Como o resultado “antes dos juros” revela a saúde fiscal do país, por que ele influencia crédito, câmbio e investimento, e o que a estratégia do governo Lula indica para 2026 e além.
O superávit primário parece um termo distante, mas ele funciona como um termômetro do Estado: mostra se o governo consegue bancar suas despesas do dia a dia antes de pagar os juros da dívida. Quando essa conta melhora, tende a reduzir desconfiança, aliviar pressão sobre juros e estabilizar expectativas; quando piora, a economia costuma reagir com mais risco, dólar sensível e crédito mais caro. Neste artigo, eu explico de forma direta como essa conta é construída, por que ela virou peça central do arcabouço fiscal e como interpretar os planos do governo Lula para buscar (ou ao menos não perder) o superávit — sem cair em torcida, só com método e clareza.
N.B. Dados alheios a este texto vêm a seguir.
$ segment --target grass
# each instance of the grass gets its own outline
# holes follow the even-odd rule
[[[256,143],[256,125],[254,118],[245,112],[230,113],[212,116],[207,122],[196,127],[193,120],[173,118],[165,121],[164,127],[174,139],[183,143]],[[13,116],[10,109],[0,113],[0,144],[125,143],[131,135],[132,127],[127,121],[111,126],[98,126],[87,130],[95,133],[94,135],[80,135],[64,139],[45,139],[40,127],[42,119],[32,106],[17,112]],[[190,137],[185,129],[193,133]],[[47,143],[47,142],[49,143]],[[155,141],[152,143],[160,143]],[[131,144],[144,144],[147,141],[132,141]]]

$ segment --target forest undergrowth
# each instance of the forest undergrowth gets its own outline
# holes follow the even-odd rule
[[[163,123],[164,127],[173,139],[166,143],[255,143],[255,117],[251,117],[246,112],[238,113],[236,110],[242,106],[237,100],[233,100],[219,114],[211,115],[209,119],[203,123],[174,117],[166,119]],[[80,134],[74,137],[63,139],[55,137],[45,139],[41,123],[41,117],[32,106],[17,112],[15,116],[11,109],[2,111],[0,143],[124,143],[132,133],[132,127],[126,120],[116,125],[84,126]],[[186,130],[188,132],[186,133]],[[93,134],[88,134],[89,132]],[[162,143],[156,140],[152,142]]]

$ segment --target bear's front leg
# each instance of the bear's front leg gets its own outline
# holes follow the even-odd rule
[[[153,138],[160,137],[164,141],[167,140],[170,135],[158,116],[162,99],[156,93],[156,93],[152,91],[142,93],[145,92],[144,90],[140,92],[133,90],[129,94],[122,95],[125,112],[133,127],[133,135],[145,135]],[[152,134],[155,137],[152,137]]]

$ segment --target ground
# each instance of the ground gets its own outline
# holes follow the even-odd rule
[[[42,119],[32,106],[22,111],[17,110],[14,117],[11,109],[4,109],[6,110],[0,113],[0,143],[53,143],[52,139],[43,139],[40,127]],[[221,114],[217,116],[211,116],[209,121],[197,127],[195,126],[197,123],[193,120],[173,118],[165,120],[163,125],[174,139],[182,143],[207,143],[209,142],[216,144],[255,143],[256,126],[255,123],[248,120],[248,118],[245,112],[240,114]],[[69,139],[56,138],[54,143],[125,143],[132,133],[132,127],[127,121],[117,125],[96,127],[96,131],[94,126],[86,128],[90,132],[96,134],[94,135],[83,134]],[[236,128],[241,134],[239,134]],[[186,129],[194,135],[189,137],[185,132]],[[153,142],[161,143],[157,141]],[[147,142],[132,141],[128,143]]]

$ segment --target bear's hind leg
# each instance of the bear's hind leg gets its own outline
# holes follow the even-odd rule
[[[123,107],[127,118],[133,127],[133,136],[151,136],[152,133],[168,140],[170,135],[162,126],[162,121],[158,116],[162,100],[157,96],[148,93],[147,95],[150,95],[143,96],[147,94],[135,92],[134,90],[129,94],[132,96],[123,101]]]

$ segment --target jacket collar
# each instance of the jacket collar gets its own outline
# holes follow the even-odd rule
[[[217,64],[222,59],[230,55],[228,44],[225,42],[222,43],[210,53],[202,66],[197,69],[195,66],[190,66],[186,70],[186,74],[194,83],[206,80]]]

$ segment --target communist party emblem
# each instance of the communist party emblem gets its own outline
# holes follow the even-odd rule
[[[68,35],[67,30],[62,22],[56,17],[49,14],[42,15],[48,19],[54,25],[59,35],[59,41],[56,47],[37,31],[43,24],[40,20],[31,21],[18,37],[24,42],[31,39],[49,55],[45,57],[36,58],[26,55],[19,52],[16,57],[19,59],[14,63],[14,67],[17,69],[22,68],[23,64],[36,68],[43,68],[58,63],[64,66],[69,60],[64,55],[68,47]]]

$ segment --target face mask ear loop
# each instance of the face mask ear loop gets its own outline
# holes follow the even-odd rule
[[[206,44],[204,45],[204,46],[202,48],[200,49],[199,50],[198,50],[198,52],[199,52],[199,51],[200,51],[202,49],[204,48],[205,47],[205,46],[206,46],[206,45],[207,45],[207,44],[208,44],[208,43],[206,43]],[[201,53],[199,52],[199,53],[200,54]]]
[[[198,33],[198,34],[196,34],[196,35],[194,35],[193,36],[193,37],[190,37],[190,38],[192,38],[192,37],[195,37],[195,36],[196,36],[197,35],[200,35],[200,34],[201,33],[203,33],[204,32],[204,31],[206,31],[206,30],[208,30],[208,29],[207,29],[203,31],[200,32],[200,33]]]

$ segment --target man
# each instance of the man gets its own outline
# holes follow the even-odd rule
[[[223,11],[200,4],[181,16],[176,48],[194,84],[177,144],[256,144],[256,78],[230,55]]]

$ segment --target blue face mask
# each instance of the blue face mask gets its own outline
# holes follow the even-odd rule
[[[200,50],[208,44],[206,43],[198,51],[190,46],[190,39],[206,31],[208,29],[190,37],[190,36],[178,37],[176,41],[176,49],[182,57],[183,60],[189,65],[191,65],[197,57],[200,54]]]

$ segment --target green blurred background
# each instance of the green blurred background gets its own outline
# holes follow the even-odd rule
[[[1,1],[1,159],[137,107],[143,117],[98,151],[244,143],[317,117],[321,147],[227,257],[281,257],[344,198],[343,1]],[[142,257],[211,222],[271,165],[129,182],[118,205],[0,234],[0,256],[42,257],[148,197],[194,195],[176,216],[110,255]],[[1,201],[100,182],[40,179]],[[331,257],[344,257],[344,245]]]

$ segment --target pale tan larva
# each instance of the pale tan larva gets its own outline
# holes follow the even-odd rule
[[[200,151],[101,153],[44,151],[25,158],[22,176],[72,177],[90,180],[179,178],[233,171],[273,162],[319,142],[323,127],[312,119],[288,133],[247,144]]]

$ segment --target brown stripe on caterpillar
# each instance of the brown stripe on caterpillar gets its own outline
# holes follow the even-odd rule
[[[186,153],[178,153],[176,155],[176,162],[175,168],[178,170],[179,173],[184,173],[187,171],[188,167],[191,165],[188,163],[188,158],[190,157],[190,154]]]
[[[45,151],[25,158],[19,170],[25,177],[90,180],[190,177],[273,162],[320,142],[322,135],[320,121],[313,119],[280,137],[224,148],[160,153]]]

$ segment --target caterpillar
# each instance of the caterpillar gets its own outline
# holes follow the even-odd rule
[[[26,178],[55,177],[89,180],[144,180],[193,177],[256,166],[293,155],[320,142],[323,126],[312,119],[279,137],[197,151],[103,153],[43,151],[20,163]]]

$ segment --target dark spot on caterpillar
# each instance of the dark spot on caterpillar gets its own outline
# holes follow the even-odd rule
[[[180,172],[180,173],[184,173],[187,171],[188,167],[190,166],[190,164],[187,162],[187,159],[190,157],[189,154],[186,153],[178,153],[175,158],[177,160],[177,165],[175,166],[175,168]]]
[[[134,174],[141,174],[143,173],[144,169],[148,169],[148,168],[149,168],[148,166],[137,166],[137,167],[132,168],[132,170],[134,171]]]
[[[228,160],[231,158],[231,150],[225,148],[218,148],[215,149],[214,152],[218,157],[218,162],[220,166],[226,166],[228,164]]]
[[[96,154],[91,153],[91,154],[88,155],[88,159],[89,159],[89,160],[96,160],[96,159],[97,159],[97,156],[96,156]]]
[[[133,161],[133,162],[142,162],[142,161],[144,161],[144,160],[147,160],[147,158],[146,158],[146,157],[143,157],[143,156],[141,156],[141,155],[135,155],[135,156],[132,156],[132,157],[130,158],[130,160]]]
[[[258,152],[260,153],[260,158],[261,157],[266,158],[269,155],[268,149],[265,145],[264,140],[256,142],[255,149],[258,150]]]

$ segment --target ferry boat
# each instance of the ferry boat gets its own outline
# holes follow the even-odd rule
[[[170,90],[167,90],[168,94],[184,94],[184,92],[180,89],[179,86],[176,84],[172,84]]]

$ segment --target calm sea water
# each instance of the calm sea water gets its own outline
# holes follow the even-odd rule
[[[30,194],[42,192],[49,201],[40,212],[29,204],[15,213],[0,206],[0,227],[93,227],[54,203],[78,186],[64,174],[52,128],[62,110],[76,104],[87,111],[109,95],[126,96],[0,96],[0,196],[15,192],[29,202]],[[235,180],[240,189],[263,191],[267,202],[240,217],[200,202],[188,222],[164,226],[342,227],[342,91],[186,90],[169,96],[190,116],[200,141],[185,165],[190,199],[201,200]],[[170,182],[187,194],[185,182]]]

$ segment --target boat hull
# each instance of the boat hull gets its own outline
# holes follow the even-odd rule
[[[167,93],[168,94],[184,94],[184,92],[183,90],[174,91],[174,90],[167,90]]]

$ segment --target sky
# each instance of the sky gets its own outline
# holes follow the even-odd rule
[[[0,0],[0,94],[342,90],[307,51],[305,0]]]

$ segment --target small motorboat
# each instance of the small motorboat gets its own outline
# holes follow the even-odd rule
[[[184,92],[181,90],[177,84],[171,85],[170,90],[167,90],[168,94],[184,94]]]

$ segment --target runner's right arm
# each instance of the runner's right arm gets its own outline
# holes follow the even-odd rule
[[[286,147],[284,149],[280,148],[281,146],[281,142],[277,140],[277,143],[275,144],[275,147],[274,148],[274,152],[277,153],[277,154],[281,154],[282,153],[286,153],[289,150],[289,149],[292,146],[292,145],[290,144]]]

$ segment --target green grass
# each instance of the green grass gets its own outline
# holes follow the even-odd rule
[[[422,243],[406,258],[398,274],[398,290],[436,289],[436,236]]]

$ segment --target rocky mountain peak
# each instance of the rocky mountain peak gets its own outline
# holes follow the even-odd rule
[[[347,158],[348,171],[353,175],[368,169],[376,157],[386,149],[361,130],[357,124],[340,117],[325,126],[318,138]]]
Introdução: por que o superávit primário virou assunto de todo brasileiro
Você já reparou como certos termos aparecem de repente e tomam conta do debate? “Arcabouço”, “meta fiscal”, “resultado primário”, “banda de tolerância”… Parece que o país virou uma reunião permanente de planilhas. Mas por que isso acontece?
Porque, no fundo, o superávit primário é uma forma de responder a uma pergunta simples e cruel: o Estado consegue pagar suas despesas do dia a dia sem aumentar a dívida? E quando a resposta fica incerta, todo o resto fica instável: juros, câmbio, investimento, emprego, preço do mercado, custo do crédito.
O objetivo aqui é te dar uma lente para enxergar isso com clareza — sem virar economista, mas também sem cair em “frases prontas”. Vamos destrinchar o que é superávit primário, por que ele importa e como entender a estratégia do governo Lula à luz das regras atuais (BRASIL, 2023; BRASIL, 2025).
O que é superávit primário (sem economês)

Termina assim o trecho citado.